A stabilizing polymer was added at the concentration required to stabilize the formulation for at least three months at room temperature and 45 °C (variations from 0.2% AS—active substance—to 0.8% depending on composition). Stability of formulations was followed by a periodic macroscopic observation both at room temperature and after storing in an oven at 45 °C (observation time: one day, seven days, one month and three months after manufacturing). All the formulas studied were stable up to 3 months after manufacturing (Table 1) except the control formulation E0, which was only stable up to one month at 45 °C. Stability was confirmed by the technician before starting measurements. In addition, pH monitoring confirmed the stability of the materials during aging in accordance with small viscosity variations (less than the error of the device around 20%). This kind of rheology modifier is widely used for its soft and non-sticky skin feel and is not known to trigger any moisturizing effect. A control formulation without the glucolipid emulsifier (E0) containing only the rheology modifier (at the maximum concentration used in the emulsions) and the emollient was added in the first study in France to check any potential effects. The respective controls of each formulation with the same oily phase as E2, E3, E4 (without emulsifier) were not stable enough to be tested but it was hypothesized that if a moisturizing effect was not visible to E0, there was very little chance that it would be visible to other controls with a lower concentration of ingredients.
All formulations were prepared by emulsifying the oily phase, containing the emulsifier and the rheology modifier, in water at 75 °C using a rotor/stator turbine for 10 min. Emulsions were then cooled under stirring, and a preservative was added at 30 °C. The pH was adjusted around 6.0 (±0.2) after complete cooling using citric acid.
A safety assessment was conducted on all formulations by an expert toxicologist (ERT) on all formulations, according to the toxicological profile of each ingredient. Microbiological cleanliness was also verified and a single patch test protocol, applied for 48 h, confirmed good skin tolerance of each formulation prior to the study.

2.2. Design of Clinical Studies

Nowadays, with populations moving all over the world, trying to fix skin types becomes more and more complex. In this context, skin phototype, a clinical ranking developed by Thomas B. Fitzpatrick [27], and based on self-reported sensitivity to the damage induced by ultraviolet exposure, was used as a tool to reflect skin diversity. The countries in which the studies were carried out were therefore chosen to represent the diversity of both phototypes and living conditions (climate: variations in temperature and humidity; environment: wind, pollution). Recruitment in France focused on phototypes II to IV, in Brazil on phototypes III to V, in Mauritius on phototypes IV to VI, and in India on phototypes III to V (Table 2). Measurements were taken from dry skin areas according to corneometry inclusion criteria [28].
The studies were carried out, using non-invasive biophysical measurements, in accordance with ethical rules, following the principles of the Helsinki declaration and local rules in each country. Volunteers gave written informed consent to participate and all steps were taken to protect the privacy rights and welfare of the participants. Each study was monocentric and randomly conducted after a wash-out period of 48 h: no personal care products were applied in the 48 h preceding the inclusion visit.
The studies were deployed in other geographical regions after obtaining the results of the study carried out in France which represented the most favorable formulation conditions for skin moisturization considering the oily phase composition and dose (ester based on a long fatty chain at the highest dosage: 20%). This progression in the development of the work explains why the measurement points were extended from the first study carried out in France only up to 5 h (corneometry assessment only) to later measurement points up to 24 h in the subsequent studies (corneometry and TEWL).
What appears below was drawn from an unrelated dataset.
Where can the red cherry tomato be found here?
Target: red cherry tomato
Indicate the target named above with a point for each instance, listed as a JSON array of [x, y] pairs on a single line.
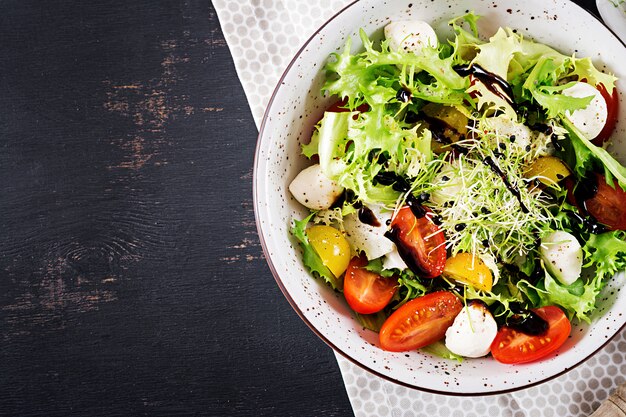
[[608, 205], [512, 346], [420, 242], [420, 322], [367, 292], [612, 104]]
2.2.1. Clinical Study in France

The products were double-blind tested on the legs (IDEA, Bordeaux, France; study performed in spring). Twenty women volunteers from phototypes II to IV were recruited, aged from 44 to 65 years old (mean age: 53 years) presenting with dry skin on the legs: corneometer value at inclusion <50 a.u. At T0, a 0.2 mL single dose of E0 (control) and O/W emulsion E1 (described in Table 1) were applied by the study technician on an area of 35 cm2 (7 cm × 5 cm) on the anterior-outer part of the legs, according to the randomization. An untreated area was selected on each leg. The evaluations were carried out under a controlled temperature (22 ± 2 °C) and relative humidity (50 ± 10%) at T0 (before any application), then one and a half hours (T1h30) and 5 h (T5h) after application.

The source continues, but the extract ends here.